# Telltale signs of Ni vs Ne dominance/use



## Villette (Jul 18, 2014)

dyeats said:


> Yes haha. I can relate. I can't imagine having Fe-aux though. I know one INFJ male and he is teaching linguistics (nice teacher!). He does the stare thing without moving eyes as you mentioned earlier. I also do this. Is it like you stare at something but you see nothing?


Exactly. It's when my Ni takes over and I'm processing inside my head. Though sometimes I stare in a different way, when someone interests me and I'm analyzing them, picking up every detail and looking right into them. Perhaps that's Ni again, feeding itself with information. But Fe tells me not to do it so openly because I suspect it's disconcerting!


----------



## Strelok (Aug 16, 2013)

Villette said:


> My daughter pointed out the other day that when I'm in my own world, sifting through thoughts/information in my mind, my eyes sometimes dart around here and there. I'm not actually looking at anything, I am moving between different ideas inside my head, and my eye movements just reflect how I am identifying separate ideas and connecting them up. It feels like joining the dots of a web-like puzzle. It must look crazy to observers. Sometimes I also mutter to myself at the same time...


Me too, and I don't think it has anything to do with cognitive functions. I don't mutter to myself though.


----------



## The Nameless Composer (Sep 20, 2014)

Villette said:


> Yes, I also work with a guy who I think is ENFP. When we discuss things, he will bounce ideas around and churn out loads of random possibilities. It's fun and I love to hear them, but can't always respond to his ideas straight away. I might take them away, think them over and connect them into a grand plan, as you say.


For an introvert I sometimes talk without thinking that much haha. I guess when I start talking more and more ideas will snowball into a semi-coherent monologue which makes it sound like the words are tumbling out barely keeping up with the ideas.


----------



## The Nameless Composer (Sep 20, 2014)

Villette said:


> I would identify with that. I have an ability to sound like I know what I'm talking about without in-depth study or knowledge. It's an ability to pick out key concepts and terms, and connect them up into an answer. Very useful in exam situations! Not so much in real life, when lack of in-depth understanding can trip me up.
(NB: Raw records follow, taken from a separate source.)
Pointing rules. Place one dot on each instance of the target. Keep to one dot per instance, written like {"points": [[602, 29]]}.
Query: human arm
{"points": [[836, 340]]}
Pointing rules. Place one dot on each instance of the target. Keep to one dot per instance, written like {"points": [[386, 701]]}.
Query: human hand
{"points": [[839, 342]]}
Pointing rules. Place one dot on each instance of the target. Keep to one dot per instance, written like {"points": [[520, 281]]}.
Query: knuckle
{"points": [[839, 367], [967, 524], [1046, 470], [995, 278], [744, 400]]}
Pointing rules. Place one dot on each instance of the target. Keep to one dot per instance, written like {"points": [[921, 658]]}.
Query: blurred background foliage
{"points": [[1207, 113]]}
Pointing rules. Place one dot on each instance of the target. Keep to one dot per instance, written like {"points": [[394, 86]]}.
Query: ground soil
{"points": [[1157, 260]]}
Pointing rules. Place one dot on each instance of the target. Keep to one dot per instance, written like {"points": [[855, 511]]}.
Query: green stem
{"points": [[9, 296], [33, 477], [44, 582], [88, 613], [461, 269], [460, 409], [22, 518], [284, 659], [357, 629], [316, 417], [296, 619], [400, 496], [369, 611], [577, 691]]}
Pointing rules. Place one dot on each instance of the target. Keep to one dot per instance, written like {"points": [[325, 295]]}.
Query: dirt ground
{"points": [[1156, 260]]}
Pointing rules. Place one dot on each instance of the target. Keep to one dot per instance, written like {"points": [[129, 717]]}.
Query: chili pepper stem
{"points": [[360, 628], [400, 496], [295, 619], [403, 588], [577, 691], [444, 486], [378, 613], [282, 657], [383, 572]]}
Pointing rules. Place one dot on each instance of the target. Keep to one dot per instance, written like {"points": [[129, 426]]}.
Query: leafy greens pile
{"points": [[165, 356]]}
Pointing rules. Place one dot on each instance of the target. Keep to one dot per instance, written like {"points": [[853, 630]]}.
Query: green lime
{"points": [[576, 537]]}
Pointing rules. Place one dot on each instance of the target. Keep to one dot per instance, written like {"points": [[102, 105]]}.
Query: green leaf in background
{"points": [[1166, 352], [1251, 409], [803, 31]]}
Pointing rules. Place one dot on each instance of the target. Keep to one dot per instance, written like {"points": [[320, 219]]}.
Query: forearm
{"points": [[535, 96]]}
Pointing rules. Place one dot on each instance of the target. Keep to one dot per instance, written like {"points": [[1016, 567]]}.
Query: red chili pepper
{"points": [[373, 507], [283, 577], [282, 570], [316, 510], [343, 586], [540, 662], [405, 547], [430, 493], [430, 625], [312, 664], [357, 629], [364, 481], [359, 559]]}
Me too, but I'm INFP. People always see me as a braniac because of my general knowledge, but I don't consider myself exceptional. I can just read a few wiki articles and a book and seem like an expert about something. I'm a newbie at MBTI but sound like an expert to some people lol.


----------



## TuesdaysChild (Jan 11, 2014)

Ne - if I sound decisive.... just wait a minute. I'll change my mind.


----------



## ConspiracyTheory (Apr 13, 2014)

AlliG said:


> Ne - if I sound decisive.... just wait a minute. I'll change my mind.


Hahaha.

My spouse doesn't believe in evolution. He was talking about why he doesn't believe it. I kept arguing with every point he made. After a few minutes I said "I don't believe it either, I'm just pointing out flaws in your points."

If anyone is wondering, I believe evolution is only a snippet of the entire equation.


----------



## Strelok (Aug 16, 2013)

ConspiracyTheory said:


> If anyone is wondering, I believe evolution is only a snippet of the entire equation.


Which equation? What might be the rest of it?


----------



## ConspiracyTheory (Apr 13, 2014)

*even*

Physics admits they can't explain everything. It's just a system for what we know as of now. I don't have a set explanation, but I consider these points:

Human beings are the spirit that is densified.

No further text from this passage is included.